Hang around a bunch of medicinal chemists (no, really, it's more fun than you'd think) and you're bound to hear discussion of cLogP. For the chemists in the crowd, I should warn you that I'm about to say nasty things about it.
For the nonchemists in the crowd, logP is a measure of how greasy (or how polar) a compound is. It's based on a partition experiment: shake up a measured amount of a compound with defined volumes of water and n-octanol, a rather greasy solvent which I've never seen referred to in any other experimental technique. Then measure how much of the compound ends up in each layer, and take the log of the octanol/water ratio. So if a thousand times as much compound goes into the octanol as goes into the water (which for drug substances is quite common, in fact, pretty good), then the logP is 3. The reason we care about this is that really greasy compounds (and one can go up to 4, 5, 6, and possibly beyond), have problems. They tend to dissolve poorly in the gut, have problems crossing membranes in living systems, get metabolized extensively in the liver, and stick to a lot of proteins that you'd rather they didn't stick to. Fewer high-logP compounds are capable of making it as drugs.
So far, so good. But there are complications. For one thing, that description above ignores the pH of the water solution, and for charged compounds that's a big factor. logD is the term for the distribution of all species (ionized or not), and logD at pH 7.4 (physiological) is a valuable measurement if you've got the possibility of a charged species (and plenty of drug molecules do, thanks to basic amines, carboxylic acids, etc.) But there are bigger problems.
You'll notice that the experiment outlined in the second paragraph could fairly be described as tedious.
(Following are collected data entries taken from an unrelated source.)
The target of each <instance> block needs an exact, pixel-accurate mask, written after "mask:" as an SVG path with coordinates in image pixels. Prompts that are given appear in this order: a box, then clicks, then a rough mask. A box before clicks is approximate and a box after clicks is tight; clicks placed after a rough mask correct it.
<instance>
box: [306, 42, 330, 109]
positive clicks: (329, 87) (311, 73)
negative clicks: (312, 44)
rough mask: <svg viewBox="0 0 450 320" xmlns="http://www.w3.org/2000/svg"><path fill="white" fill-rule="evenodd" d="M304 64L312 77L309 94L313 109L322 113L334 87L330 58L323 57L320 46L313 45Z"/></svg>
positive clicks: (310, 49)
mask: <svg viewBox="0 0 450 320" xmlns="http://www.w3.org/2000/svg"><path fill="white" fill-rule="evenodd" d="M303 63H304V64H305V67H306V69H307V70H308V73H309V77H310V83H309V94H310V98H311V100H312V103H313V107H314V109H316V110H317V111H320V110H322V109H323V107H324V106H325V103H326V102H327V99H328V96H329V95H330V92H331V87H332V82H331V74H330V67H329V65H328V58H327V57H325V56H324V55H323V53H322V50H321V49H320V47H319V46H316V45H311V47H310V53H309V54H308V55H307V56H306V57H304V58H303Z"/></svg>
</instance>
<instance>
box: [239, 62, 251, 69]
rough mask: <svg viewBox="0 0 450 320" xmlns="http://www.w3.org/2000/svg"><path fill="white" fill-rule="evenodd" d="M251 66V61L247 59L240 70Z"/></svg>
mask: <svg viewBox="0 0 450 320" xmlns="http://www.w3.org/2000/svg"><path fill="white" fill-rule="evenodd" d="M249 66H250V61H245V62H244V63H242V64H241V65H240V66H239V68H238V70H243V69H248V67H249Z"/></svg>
In fact, I have never seen it performed. Not once, and I'll bet that the majority of medicinal chemists never have, either. And it's not like it's just being done out of my sight; there's no roomful of automated octanol/water extraction machines clanking away in the basement. I should note that there are other higher-throughput experimental techniques (such as HPLC retention times) that also correlate with logP and have been used to generate real numbers, but even those don't account for the great majority of the numbers that we talk about all the time. So how do we manage to do that?
It has to do with a sleight of hand I've performed while writing the above sections, which some of you have probably already noticed. Most of the time, when we talk about logP values in early drug discovery, we're talking about cLogp. That "c" stands for calculated. There are several programs that estimate logP based on known values for different rings and functional groups, and with different algorithms for combining and interpolating them. In my experience, almost all logP numbers that get thrown around are from these tools; no octanol is involved.
And sometimes that worries me a bit. Not all of these programs will tell you how solid those estimates are. And even if they will, not all chemists will bother to check. If your structure is quite close to something that's been measured, then fine, the estimate is bound to be pretty good. But what if you feed in a heterocycle that's not in the lookup table? The program will spit out a number, that's what. But it may not be a very good number, even if it goes out to two decimal places. I can't even remember when I might have last seen a cLogP value with a range on it, or any other suggestion that it might be a bit fuzzy.
There are more subtle problems, too - I've seen some oddities with substitutions on saturated heterocyclic rings (morpholine, etc.) that didn't quite seem to make sense. Many chemists get these numbers, look at them quizzically, and say "Hmm, I didn't know that those things sorted out like that. Live and learn!" In other words, they take the calculated values as reality. I've even had people defend these numbers by explaining to me patiently that these are, after all, calculated logP values, and the calculated log P values rank-order like so, and what exactly is my problem? And while it's hard to argue with that, we are not putting our compounds into the simulated stomachs of rationalized rodents. Real-world decisions can be made based on numbers that do not come from the real world.